彼は高嶺のヤンキー様10(元ヤン)






「手当たり次第かよテメー!!?」
「ご、誤解だ、瑞希!お、お、落ち着いてくれ!」





瑞希お兄ちゃんが胸倉をつかめば、苦しそうに言葉をつむぐ口ひげ超エロ親父。





「下着姿で現れたら、手が出ても、俺のマグナムが勃起しても仕方ないだろう~!?」
「ざけんな!!テメー女なら、だれでもいいのか!!?」
「代佳子ちゃんとセックスしたのは、長月との新婚の時だけだよ!!長月じゃ、欲求不満で満足できないって相談されて~!!」
「それでセックスする馬鹿がどこにいるんだ!!?ああ、ここにいるな!!今、俺の目の前にっ!!」

バキ!!

「ぐは!?」





瑞希お兄ちゃんは自己完結で答えを出されると、容赦なく口ひげエロ親父をぶん殴った。





「い、痛い!!瑞希が殴った!!実の親父を殴った!!やっぱりクソ薫の息子は可愛くない!!可愛いのは柊護だけだ~!!しゅごぉ~!!」





失礼なことを言いながら、口ヒゲエロ親父は未子との息子に泣きつく。








「柊護~!!頼む!!なんとかしてくれ!!」

「はぁ―――――――・・・・・・高野代佳子の言い分はわかった。そっちはわかったが――――――――」








そう言って首を軽く鳴らすと、視線を高野代佳子から別の人物に移すヘルメットマンさん。
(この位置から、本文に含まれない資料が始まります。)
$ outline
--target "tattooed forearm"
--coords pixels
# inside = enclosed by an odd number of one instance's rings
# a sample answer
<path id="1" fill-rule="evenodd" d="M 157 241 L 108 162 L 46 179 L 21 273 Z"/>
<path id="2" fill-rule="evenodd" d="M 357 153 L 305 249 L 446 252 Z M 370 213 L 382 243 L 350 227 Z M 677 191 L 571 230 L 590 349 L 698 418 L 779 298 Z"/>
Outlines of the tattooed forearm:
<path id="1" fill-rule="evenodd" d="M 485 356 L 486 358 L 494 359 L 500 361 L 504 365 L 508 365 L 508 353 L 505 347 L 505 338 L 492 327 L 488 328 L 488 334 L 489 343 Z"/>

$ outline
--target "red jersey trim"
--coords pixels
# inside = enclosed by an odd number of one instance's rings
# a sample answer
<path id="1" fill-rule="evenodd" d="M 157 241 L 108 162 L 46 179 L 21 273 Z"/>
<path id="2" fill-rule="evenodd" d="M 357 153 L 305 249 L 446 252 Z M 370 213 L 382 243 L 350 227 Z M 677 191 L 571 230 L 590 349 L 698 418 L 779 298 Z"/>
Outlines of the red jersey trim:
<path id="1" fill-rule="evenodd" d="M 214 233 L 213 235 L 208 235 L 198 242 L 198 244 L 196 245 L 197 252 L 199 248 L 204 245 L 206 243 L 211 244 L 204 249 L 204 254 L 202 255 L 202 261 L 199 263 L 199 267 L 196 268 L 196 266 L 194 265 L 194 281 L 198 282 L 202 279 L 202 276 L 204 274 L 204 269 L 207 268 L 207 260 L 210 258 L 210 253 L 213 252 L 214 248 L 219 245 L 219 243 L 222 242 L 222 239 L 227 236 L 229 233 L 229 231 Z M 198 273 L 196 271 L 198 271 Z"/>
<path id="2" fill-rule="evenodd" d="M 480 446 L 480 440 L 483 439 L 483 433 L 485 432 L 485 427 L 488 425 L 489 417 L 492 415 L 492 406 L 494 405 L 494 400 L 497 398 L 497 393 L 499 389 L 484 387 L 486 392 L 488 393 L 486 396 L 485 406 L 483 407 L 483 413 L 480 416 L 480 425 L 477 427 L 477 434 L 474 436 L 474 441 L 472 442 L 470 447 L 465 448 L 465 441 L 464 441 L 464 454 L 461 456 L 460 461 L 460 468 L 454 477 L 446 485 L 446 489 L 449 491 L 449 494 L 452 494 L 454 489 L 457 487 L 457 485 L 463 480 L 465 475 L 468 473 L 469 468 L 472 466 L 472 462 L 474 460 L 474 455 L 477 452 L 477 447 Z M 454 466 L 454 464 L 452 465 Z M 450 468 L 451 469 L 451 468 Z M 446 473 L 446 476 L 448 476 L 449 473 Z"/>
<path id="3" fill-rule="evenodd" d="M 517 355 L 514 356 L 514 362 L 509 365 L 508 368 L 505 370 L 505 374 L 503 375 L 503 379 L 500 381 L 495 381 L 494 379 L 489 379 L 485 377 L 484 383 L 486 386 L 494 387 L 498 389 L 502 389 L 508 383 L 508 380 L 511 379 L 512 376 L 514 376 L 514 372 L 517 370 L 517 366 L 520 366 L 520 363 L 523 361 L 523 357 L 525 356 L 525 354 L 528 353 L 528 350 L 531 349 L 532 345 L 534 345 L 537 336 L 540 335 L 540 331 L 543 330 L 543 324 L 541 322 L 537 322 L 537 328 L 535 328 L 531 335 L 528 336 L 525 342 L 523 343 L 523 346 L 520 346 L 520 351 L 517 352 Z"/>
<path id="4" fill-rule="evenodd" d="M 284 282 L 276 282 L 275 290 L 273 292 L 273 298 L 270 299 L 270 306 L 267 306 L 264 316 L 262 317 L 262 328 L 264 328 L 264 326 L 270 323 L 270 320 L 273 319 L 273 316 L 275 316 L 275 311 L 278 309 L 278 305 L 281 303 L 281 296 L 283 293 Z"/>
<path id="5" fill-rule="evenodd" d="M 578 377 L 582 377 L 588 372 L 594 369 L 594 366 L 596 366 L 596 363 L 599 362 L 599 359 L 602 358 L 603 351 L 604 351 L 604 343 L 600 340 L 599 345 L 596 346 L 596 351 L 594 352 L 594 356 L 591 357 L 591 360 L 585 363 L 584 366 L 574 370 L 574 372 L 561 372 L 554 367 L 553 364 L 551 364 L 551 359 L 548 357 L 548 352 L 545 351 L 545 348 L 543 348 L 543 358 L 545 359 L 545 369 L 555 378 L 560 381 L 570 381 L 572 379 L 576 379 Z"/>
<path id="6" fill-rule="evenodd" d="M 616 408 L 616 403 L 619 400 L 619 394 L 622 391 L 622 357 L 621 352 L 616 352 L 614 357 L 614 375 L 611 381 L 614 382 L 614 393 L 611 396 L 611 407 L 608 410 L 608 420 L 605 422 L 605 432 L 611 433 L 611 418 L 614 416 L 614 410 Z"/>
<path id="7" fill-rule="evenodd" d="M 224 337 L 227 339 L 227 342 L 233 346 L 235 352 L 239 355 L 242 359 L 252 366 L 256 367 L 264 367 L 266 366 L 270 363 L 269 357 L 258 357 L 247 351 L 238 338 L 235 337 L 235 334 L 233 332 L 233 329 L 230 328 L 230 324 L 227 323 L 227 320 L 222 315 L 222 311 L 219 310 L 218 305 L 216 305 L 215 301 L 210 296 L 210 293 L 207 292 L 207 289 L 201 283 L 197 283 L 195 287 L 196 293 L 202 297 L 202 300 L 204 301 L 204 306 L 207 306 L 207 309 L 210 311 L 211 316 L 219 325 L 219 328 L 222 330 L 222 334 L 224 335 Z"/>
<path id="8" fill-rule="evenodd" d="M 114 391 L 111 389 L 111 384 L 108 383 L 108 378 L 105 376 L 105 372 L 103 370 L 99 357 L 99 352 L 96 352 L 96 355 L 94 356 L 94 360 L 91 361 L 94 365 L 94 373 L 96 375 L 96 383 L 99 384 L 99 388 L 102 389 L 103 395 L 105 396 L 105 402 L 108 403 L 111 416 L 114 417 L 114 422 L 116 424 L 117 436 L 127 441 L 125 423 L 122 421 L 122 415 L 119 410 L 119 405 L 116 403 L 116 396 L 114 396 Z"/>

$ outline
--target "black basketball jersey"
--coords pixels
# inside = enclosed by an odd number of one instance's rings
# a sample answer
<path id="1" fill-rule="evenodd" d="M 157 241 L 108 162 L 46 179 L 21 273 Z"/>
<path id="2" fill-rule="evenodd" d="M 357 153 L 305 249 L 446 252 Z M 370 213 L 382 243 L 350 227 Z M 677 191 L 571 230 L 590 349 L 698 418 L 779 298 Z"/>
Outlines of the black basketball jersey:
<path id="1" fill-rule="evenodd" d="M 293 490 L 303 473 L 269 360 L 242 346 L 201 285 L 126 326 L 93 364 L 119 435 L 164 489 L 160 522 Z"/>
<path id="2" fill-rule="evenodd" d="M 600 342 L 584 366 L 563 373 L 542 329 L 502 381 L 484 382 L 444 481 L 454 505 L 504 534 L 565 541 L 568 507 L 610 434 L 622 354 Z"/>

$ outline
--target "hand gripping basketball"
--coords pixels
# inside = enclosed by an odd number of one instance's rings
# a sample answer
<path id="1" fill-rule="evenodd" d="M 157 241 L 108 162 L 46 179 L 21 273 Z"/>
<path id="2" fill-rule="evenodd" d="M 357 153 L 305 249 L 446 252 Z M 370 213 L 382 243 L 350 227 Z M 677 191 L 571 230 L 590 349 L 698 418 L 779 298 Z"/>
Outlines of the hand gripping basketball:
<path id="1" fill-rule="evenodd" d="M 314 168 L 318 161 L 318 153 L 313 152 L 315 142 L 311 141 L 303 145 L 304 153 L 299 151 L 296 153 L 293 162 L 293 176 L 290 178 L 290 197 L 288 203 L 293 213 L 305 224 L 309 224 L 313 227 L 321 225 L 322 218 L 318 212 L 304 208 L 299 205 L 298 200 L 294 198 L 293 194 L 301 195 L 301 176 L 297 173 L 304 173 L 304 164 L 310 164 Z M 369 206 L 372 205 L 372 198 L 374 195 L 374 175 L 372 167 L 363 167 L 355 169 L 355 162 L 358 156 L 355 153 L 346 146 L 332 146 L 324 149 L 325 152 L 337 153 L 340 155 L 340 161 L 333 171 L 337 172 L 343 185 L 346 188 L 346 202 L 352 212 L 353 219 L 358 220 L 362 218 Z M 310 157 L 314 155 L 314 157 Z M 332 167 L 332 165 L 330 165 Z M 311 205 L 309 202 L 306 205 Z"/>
「山口幸孝よ、オメーは叩き上げとして立派にやってきたと、俺なりには評価してる。それをふまえ、おふくろが生きているうちに、おふくろへの不満は言っとかなくても良いのか?」
「もちろん言わせてもらうぞ!!」








不謹慎なヘルメットマンさんの問いかけに、目をぎらつかせながら語る山口幸孝。